Not all agreed with him, not even within his own church. But leaders all over the world, including President Bush, courted his favor and paid attention to what he had to say. John Paul II dedicated his life to God. He will be remembered with respect, gratitude and love. And no history of the 20th century will be complete without considering his role. ...

Austin American-Statesman

He grew up largely innocent about politics, but he became as shrewd a wielder of ecclesiastical power as has ever occupied the papacy, and in geopolitical circumstances as difficult as any that have ever existed.

In an institution founded on the paradox of salvation through crucifixion, Karol Wojtyla - Pope John Paul II - was a supremely paradoxical pontiff. He never hesitated to be what he wanted his church to be: a "sign of contradiction" to what he considered a materialist, consumer-oriented, pleasure-seeking world, a man radically and intentionally out of step with the fashionable trends and ideas of the age.

Never was he more out of step with common expectations than when he visited in prison and forgave the man who very nearly ended his papacy - and his life - in an assassination attempt on May 13, 1981.

Chicago Tribune

A cultural conservative, church doctrine moved to the right under John Paul as he sought to draw the faithful back toward his view of Catholicism.

He was the most active pope in history... and John Paul sought to bridge the divides separating the church from other denominations; he was the first pope to step inside both a synagogue and a mosque, and sought to repair frayed relationships with orthodox Christians as well.

Those efforts contributed to the pope's most lasting accomplishment, his role in ending the communist system then holding sway over half the world. He argued the power of faith and the human rights of all demanded an end to a system that allowed neither. ...

Some members of the church, especially the American Catholic Church, believe the pope moved too far to the right. And, in his later years, the church administration proved unable to honestly confront a sex scandal that remains a painful episode in modern Catholicism. Those drawbacks pale in comparison to the overwhelming impact John Paul had in his life, and his contribution to a more free and religiously tolerant world. His loss is immense, and the world joins in mourning for him.

Greenville (North Carolina) Daily Reflector

For all his apparent gentleness, the pope brooked little disagreement within the church. He ordered liberal voices to stop writing and teaching and stripped dissenting priests of power and position.

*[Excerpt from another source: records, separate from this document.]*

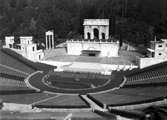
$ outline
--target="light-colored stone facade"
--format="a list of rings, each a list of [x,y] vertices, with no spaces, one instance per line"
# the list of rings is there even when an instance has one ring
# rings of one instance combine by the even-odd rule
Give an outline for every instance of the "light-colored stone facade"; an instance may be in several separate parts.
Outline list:
[[[54,31],[53,30],[47,31],[45,35],[46,35],[46,41],[45,41],[46,49],[54,49]]]
[[[109,39],[109,19],[85,19],[83,26],[85,39]]]
[[[68,55],[83,55],[84,51],[86,56],[91,56],[91,53],[94,53],[94,56],[98,57],[118,57],[119,42],[113,41],[75,41],[67,40],[67,52]]]
[[[68,55],[118,57],[119,41],[109,39],[109,19],[85,19],[84,39],[67,40]]]
[[[14,37],[10,37],[11,42],[9,41],[9,37],[5,37],[5,43],[6,45],[3,46],[4,48],[10,48],[11,50],[19,53],[23,57],[32,60],[32,61],[38,61],[44,58],[44,52],[42,49],[37,50],[37,45],[33,43],[33,37],[32,36],[22,36],[20,37],[20,44],[13,44],[14,43]]]

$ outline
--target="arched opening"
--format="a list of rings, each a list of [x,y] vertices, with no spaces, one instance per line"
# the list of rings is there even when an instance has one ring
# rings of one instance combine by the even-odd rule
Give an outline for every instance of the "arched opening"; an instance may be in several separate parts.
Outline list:
[[[88,36],[88,39],[90,39],[90,33],[89,32],[87,33],[87,36]]]
[[[95,29],[93,30],[93,32],[94,32],[94,38],[99,39],[99,30],[98,30],[97,28],[95,28]]]
[[[105,39],[105,33],[102,33],[102,39]]]

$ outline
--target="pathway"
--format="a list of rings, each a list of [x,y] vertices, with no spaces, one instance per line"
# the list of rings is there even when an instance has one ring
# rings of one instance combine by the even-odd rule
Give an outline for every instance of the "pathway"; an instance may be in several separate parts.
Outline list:
[[[94,101],[92,101],[90,98],[88,98],[87,95],[82,95],[82,97],[90,104],[90,107],[92,108],[92,110],[98,110],[102,112],[106,111],[106,109],[103,109],[102,107],[97,105]]]

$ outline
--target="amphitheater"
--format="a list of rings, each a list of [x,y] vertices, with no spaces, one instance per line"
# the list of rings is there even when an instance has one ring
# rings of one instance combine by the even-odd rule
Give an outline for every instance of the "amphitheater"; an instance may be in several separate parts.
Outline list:
[[[88,68],[89,63],[91,72],[82,68],[72,71],[77,64],[55,72],[56,66],[32,62],[10,49],[1,49],[0,56],[0,119],[140,119],[145,116],[145,108],[167,104],[167,62],[101,75],[101,69],[95,73],[95,69]],[[45,60],[84,60],[48,56]],[[107,62],[90,60],[95,66],[99,60]]]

He encouraged the Polish church to help bring down communism, then stunned Latin American priests by ordering them to stay out of politics rather than oppose strong-arm regimes.

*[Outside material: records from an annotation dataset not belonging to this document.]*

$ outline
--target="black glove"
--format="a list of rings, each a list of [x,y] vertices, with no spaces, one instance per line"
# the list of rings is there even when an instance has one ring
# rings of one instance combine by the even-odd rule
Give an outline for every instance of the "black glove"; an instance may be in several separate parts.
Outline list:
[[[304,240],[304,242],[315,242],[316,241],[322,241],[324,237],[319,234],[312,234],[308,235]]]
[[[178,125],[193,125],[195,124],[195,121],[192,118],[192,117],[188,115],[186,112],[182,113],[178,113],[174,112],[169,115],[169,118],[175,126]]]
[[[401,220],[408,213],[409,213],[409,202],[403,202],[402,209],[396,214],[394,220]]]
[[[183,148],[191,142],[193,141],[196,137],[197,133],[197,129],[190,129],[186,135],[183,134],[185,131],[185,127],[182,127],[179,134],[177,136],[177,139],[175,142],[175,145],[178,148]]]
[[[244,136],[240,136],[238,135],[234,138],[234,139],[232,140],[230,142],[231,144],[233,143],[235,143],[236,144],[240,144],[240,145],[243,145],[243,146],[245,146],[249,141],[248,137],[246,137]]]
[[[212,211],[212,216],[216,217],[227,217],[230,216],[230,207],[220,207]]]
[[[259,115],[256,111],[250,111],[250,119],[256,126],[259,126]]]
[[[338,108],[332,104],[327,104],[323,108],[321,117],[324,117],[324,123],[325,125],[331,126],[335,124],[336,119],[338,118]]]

Over his long papacy, he built a hierarchy of like-minded cardinals and bishops in an effort to ensure that the church line would remain unwavering long past his death.

The question that remains after the pope's death is how long lay Catholics will be content to follow, or quietly ignore, that line - especially if the next pope does not match John Paul II's great spiritual charisma and heartfelt desire to, in the final words of the book of Revelation, "be with you all."

Los Angeles Times

The death of Pope John Paul II came at a time when Americans have been engaged in an unusual moment of national reflection about mortality. The long, bitter fight over the unknowing Terri Schiavo was a stark contrast to the passing of this pontiff, whose own mind was keenly aware of the gradual failure of his body.

The pope would certainly never have wanted his own end to be a lesson in the transcendent importance of allowing humans to choose their own manner of death. But to some of us, that was the exact message of his dignified departure.

Pope John Paul II was a man who used the tools of modernity to struggle against the modern world. He traveled more than a half-million miles. ... He wrote best sellers and took advantage of every means of communication to spread his message: a cry against what he saw as the contemporary world's decadence, moral degradation and abandonment of human values.